SEMARANG, iNewsJoglosemar.id - Trima Rahayu, perempuan penyandang disabilitas aktif melakukan pengawasan mandiri terhadap tahapan-tahapan Pemilu 2024. Dia juga peduli terhadap pendidikan politik anak didiknya di Yayasan Penderita Anak Cacat (YPAC) Kota Semarang Jawa Tengah.
Meskipun para siswanya telah mencapai usia pemilih, namun Trima Rahayu menyadari bahwa mereka masih perlu pemahaman yang lebih baik tentang menggunakan hak pilih. Edukasi politik mesti sering dilakukan secara benar agar peserta didik paham.
Perempuan berusia 53 tahun itu menjelaskan jumlah surat suara serta tiga pasangan calon presiden dan calon wakil presiden yang akan berlaga pada Pemilu 2024. Sehari sebelum pencoblosan, dia memastikan delapan siswa kelas Pravokasi yang diampunya telah terdaftar dan mendapat undangan sebagai pemilih.
“Mereka ini punya dua usia, yaitu usia fisik dan usia mental. Meski usianya sudah lebih dari 17 tahun, tapi mentalnya kadang bisa baru 10 atau 12 tahun,” ujar Trima Rahayu yang biasa dipanggil Bu Yayuk oleh anak didiknya, Senin (12/2/2024).
“Anak-anak ini kalau tidak sering kita sampaikan (pendidikan politik), maka yang diingat itu adalah orang-orang yang dekat dengan mereka. Makanya tadi ada anak yang ingin nyoblos capres yakni nama gurunya, padahal itu enggak ada di surat suara,” lanjutnya.

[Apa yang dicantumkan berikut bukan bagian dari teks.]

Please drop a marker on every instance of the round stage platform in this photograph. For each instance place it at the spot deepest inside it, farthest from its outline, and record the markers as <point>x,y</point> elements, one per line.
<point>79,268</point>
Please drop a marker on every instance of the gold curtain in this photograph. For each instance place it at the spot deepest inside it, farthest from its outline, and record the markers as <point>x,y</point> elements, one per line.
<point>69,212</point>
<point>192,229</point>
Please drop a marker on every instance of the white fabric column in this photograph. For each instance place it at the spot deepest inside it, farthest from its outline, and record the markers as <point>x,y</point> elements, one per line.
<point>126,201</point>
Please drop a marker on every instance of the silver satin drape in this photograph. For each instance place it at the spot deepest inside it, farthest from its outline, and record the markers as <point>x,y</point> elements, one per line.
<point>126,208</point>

Dia bersama rekan-rekannya yang tergabung dalam Komunitas Motor Penyandang Cacat (COMPAC), menunjukkan semangat besar untuk berpartisipasi dalam Pemilu 2024. Dengan menggunakan sepeda motor roda tiga, mereka menjelajahi berbagai komunitas untuk menyuarakan penolakan terhadap golput serta memberikan pemahaman tentang cara mengawasi proses Pemilu.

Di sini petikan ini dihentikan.